What's not so natural is for any of these wannabe warriors to have enough skill and smarts to pull it off.
Indeed, pro boxing's graveyard is littered with the carcasses of enough ex-football players, 'rasslers and MMA poseurs to sink a ship: Mark Gastineau, Alonzo Highsmith, Lyle Alzado, William (The Refrigerator) Perry, Glen Kulka and Marcus Jones, to name just a few.
So why does Edmonton Eskimos defensive end Adam Braidwood think he'll be any different when he makes his punch-for-pay debut against Calgary's Devon Garnan in the featured prelim on KO Boxing's six-bout Back to Business card on Jan. 24 at the Shaw Conference Centre?

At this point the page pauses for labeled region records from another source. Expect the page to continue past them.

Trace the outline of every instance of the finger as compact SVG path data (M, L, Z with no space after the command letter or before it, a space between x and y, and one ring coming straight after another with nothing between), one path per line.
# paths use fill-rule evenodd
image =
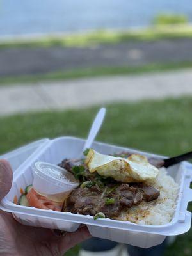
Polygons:
M9 163L0 160L0 201L10 190L12 184L13 172Z
M63 255L66 251L71 247L76 245L84 240L88 239L92 237L86 227L78 229L73 233L68 232L63 237L61 238L59 243L57 244L61 255Z

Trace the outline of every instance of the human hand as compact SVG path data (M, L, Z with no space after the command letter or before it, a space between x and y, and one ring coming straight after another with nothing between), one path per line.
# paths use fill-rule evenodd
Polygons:
M12 183L11 166L6 160L0 160L0 201ZM0 211L0 255L60 256L90 237L86 227L58 237L49 229L22 225L12 214Z

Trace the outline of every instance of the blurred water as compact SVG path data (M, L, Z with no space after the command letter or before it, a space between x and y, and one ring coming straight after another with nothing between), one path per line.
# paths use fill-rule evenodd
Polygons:
M125 29L165 12L192 21L192 0L0 0L0 36Z

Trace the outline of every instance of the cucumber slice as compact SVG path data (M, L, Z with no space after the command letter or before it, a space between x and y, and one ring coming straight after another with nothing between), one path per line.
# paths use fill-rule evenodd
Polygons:
M25 193L27 194L28 193L29 193L32 188L33 188L32 185L28 186L25 189Z
M19 200L20 205L22 206L29 206L28 198L25 195L22 195Z

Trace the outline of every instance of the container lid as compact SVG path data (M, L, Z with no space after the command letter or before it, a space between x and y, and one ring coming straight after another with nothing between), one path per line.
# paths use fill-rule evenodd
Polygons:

"I know about all those guys, so that's a good question," the six-foot-four, 270-pound Braidwood joked yesterday."I guess the biggest difference is they were mostly at or near the end of their other careers when they turned to boxing. With me, it's the opposite. I'm still young (24) and my body hasn't taken a lot of punishment. It's been an easy transition from training for football to training for the ring."
Braidwood got hooked on boxing while growing up in Delta, B.C. While he had no formal ring coaching as a kid, he more than made up for it after high school. "I was always kind of into martial arts in general, so I hung around the local gym and watched and learned," he said.
"The first time I saw Mike Tyson fight, I fell in love with boxing. It was just such a spectacle, so much hype around it, and I wanted to try it. Who doesn't fantasize about being the heavyweight champion of the world, the toughest guy on the planet? I couldn't wait to put on the gloves.
"Because I was so involved with football I wasn't able to join an amateur boxing club, but I worked at it whenever I could. Then in my first year of college at Washington State, when it seemed I was spending half my life in the gym, I was able to add a few more things to my football training that really became useful for boxing, too."
During his four years at Washington State, Braidwood twice won the school's strongest man competition, and in 2004 he was co-winner of defensive lineman of the year honours. In 48 games with the Cougars, he recorded 90 defensive tackles and 13.5 sacks. Passed over by the NFL, he was taken No. 1 overall by the Eskimos in the 2006 CFL college draft.
Braidwood sat out the entire 2008 CFL season with a knee injury, but doesn't anticipate any lingering effects when he climbs through the ropes on Jan. 24.
"The knee feels great; I actually thought I could have played the last half of the season," he said. "I took a couple of weeks off from training after our last game, then got right back into it because I knew I wanted this fight.
"I've been working steady with (trainer) Milan (Lubovac) and (WBC super featherweight champ) Jelena (Mrdjenovich), and they set a real good training pace.
"There's not so much pressure on the knee in boxing as there is in football, but I wanted to make sure my mobility was where it should be. So far, so good."
Braidwood, who has one MMA victory under his belt (KO 1 over Ryan Jimmo in Feb. 2007), said he hopes to continue to box as long as it doesn't interfere with football.
"I'm going into the last year of my contract, and I feel I owe a lot to this city and to the Eskimos - I still have something to prove," he said. "Obviously, football is my No. 1 priority, but I want to keep my options open in both MMA and boxing. For now, boxing is what I'm focusing on.
"One thing I always hear from retired guys is to seize every opportunity that comes along, because you might not get another chance to do it. I didn't want to wake up one day when I'm 40 or 50 years old and kick myself for never having tried boxing.
"We'll see how it goes, but I'm hopeful that this fight on Jan. 24 will be the start of something good."